Other treatment methods can be effective against some of the above pathogens:

  • Ultraviolet Light (UV Light) can be used as a pathogen reduction method against some microorganisms. The technology requires effective prefiltering due to its dependence on low water turbidity (cloudiness), the correct power delivery, and correct contact times to achieve maximum pathogen reduction. UV might be an effective method in pathogen reduction in backcountry water; there is a lack of independent testing data available on specific systems. Manufacturer’s instructions must be followed.
  • MIOX® systems use a salt solution to create mixed oxidants, primarily chlorine. Chlorine has a low to moderate effectiveness in killing Giardia, and a high effectiveness in killing bacteria and viruses. Manufacturer’s instructions must be followed.

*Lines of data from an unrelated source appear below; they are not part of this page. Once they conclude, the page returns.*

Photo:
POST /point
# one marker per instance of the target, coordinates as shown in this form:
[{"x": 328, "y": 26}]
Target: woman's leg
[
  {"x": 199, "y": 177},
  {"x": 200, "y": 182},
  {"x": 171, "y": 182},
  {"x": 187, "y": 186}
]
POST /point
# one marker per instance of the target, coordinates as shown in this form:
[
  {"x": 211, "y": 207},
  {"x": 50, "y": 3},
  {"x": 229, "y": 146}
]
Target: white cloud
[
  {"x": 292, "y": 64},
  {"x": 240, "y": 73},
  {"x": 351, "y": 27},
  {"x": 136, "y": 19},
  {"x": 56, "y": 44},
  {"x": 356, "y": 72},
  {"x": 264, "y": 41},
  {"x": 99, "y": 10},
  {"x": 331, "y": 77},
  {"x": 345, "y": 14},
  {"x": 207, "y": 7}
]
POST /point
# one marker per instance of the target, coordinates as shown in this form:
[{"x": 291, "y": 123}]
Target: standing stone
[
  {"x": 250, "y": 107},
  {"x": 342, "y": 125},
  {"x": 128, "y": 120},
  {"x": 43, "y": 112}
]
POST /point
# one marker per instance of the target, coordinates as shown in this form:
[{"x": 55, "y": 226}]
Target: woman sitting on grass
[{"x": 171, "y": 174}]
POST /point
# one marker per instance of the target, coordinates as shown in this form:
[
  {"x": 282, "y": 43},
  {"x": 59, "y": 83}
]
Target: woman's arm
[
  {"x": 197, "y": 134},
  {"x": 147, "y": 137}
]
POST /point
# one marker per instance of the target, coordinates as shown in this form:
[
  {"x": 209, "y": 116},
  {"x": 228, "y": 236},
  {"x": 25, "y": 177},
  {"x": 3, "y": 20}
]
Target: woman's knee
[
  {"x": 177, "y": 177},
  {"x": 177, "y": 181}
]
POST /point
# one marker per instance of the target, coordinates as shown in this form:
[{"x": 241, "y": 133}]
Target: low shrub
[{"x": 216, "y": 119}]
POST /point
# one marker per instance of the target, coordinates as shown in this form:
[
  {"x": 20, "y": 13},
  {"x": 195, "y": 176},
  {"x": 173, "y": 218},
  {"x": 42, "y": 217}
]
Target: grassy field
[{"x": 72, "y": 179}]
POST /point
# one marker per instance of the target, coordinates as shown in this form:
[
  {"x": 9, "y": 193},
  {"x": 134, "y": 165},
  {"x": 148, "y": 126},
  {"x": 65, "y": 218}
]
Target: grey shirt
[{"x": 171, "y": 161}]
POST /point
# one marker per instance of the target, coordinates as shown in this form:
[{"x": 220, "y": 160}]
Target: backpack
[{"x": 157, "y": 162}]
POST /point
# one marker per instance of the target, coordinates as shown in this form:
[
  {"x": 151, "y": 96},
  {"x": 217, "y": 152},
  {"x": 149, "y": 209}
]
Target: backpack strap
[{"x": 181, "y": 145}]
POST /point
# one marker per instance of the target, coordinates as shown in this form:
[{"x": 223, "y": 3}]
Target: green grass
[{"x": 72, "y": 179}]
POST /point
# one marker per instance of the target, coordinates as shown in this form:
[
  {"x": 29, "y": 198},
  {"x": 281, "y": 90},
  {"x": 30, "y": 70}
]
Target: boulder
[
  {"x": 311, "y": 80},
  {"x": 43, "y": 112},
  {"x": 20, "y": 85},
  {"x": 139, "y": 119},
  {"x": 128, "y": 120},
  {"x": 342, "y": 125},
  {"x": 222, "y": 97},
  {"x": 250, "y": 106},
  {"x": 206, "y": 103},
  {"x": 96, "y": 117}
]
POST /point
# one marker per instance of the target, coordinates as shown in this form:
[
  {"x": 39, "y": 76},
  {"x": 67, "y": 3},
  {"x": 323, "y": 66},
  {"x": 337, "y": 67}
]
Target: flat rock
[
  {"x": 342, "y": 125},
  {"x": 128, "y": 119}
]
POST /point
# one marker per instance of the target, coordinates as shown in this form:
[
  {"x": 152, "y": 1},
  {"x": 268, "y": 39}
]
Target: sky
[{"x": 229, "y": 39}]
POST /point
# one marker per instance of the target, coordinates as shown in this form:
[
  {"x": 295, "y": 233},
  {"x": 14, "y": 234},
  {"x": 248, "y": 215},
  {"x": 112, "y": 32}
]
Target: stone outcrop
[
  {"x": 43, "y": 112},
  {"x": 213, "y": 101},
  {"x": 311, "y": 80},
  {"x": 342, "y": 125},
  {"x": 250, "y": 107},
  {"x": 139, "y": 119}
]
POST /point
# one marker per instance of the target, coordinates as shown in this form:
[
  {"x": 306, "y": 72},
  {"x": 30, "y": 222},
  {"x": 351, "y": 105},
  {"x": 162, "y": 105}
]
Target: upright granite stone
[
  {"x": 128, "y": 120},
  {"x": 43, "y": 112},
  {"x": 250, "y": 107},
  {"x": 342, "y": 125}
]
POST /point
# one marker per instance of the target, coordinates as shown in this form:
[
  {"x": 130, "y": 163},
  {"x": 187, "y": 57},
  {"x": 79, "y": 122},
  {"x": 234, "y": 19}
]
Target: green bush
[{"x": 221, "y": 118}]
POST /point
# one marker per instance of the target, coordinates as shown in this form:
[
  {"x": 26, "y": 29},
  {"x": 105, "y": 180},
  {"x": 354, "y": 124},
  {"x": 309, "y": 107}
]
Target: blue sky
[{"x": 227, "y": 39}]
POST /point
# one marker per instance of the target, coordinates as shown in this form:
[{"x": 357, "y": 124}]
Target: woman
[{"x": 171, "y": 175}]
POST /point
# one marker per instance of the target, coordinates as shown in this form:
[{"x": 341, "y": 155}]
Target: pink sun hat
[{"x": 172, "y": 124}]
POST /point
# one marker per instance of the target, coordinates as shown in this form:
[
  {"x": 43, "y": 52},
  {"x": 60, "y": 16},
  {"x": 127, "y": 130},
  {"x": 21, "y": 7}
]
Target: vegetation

Important: Water that has been disinfected with iodine is NOT recommended for pregnant women, people with thyroid problems, those with known hypersensitivity to iodine, or continuous use for more than a few weeks at a time.

Sanitation

In addition to using the appropriate drinking water treatment methods listed above, you can also protect yourself and others from waterborne illness in the backcountry or while traveling by paying attention to good sanitation practices:

  • Burying human waste 8 inches deep and at least 200 feet away from natural waters.
  • Practicing good personal hygiene. Wash hands before handling food, eating, and after using the toilet.